Google is widening Gemini’s reach inside Google Sheets, opening its AI assistant to millions more users and adding support for 28 extra languages, including Russian, Spanish, Portuguese, Japanese, and Arabic. Until now, the more powerful Google Sheets features – like generating tables or complex pivot-style reports from a prompt – had been limited to English-speaking users in the United States. That made it a pretty small club for a tool Google clearly wants to feel global.
The update makes the product less of an English-only demo and more of a practical workplace assistant, especially for international teams that live inside spreadsheets all day. It also gives Google a better shot at staying relevant as rivals push AI deeper into office software, from Microsoft 365 to smaller copilots built for data work. Support for local-language commands is the sort of thing that sounds minor until you try using a spreadsheet assistant that keeps tripping over your language.
How Gemini works in Google Sheets
To use the new features, users need to turn on Google Workspace smart features. After that, a Gemini icon appears in the Sheets side panel, where commands can be entered in the user’s native language. Google says people can ask it to do things like build a project budget tracker or add a profit-calculation formula column.

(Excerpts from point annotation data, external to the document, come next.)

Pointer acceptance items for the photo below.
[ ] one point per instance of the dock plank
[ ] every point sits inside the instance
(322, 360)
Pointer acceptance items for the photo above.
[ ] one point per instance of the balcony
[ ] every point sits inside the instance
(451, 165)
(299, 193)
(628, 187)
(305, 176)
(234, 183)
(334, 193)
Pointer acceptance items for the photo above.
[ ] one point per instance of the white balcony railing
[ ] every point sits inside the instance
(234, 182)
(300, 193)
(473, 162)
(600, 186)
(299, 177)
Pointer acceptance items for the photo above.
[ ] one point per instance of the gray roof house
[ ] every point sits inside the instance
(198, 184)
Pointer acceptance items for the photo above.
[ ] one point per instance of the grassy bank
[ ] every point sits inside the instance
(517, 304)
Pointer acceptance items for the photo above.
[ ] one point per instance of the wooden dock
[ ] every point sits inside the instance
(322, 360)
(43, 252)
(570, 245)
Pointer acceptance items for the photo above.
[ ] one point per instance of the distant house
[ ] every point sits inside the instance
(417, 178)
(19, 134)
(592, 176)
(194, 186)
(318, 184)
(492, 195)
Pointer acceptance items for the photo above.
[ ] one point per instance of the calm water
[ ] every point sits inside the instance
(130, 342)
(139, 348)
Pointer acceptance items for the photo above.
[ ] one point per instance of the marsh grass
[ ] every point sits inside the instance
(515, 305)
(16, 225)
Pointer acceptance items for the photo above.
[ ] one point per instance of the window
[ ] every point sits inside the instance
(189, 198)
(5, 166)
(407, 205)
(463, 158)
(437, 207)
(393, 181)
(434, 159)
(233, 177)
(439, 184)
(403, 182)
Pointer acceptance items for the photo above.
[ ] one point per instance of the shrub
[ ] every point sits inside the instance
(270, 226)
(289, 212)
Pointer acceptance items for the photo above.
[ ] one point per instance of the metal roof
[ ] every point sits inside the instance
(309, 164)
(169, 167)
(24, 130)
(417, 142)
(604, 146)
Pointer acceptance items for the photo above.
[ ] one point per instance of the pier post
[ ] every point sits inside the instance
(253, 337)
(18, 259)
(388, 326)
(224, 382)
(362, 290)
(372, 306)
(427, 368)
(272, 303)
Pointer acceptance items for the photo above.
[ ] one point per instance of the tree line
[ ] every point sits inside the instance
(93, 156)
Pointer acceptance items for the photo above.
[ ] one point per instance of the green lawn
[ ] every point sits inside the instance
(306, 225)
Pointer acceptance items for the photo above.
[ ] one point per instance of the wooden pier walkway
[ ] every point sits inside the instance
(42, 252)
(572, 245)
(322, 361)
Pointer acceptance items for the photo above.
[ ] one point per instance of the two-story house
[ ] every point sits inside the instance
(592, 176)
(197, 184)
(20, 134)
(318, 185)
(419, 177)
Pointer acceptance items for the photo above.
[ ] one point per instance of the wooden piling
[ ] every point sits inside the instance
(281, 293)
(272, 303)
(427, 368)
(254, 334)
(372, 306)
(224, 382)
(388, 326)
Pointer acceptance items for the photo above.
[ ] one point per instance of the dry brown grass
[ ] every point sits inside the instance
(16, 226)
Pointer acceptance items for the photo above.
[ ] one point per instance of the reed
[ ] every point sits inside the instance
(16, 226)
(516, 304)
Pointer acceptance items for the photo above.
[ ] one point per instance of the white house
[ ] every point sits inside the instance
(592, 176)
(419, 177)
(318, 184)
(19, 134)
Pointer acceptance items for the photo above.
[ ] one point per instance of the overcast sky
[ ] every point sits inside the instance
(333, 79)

- Supported languages: 28 additional languages
- Examples mentioned by Google: Russian, Spanish, Portuguese, Japanese, and Arabic
- Requires: Google Workspace smart features
Google Sheets Gemini access
The expanded language support is available to business customers on Business Standard and Business Plus, enterprise users on Enterprise Standard and Enterprise Plus, education users with Google AI Pro for Education, and individual subscribers on Google AI Pro and AI Ultra. That tiered rollout is classic Google: broad in reach, but never quite free.
The bigger story is not just translation. It is Google trying to make Sheets feel less like a form-filling utility and more like an AI workspace people can actually speak to, without switching into English first. If this works smoothly, the next test will be whether users trust Gemini enough to let it build the first draft of the spreadsheet instead of just fixing the one they already broke.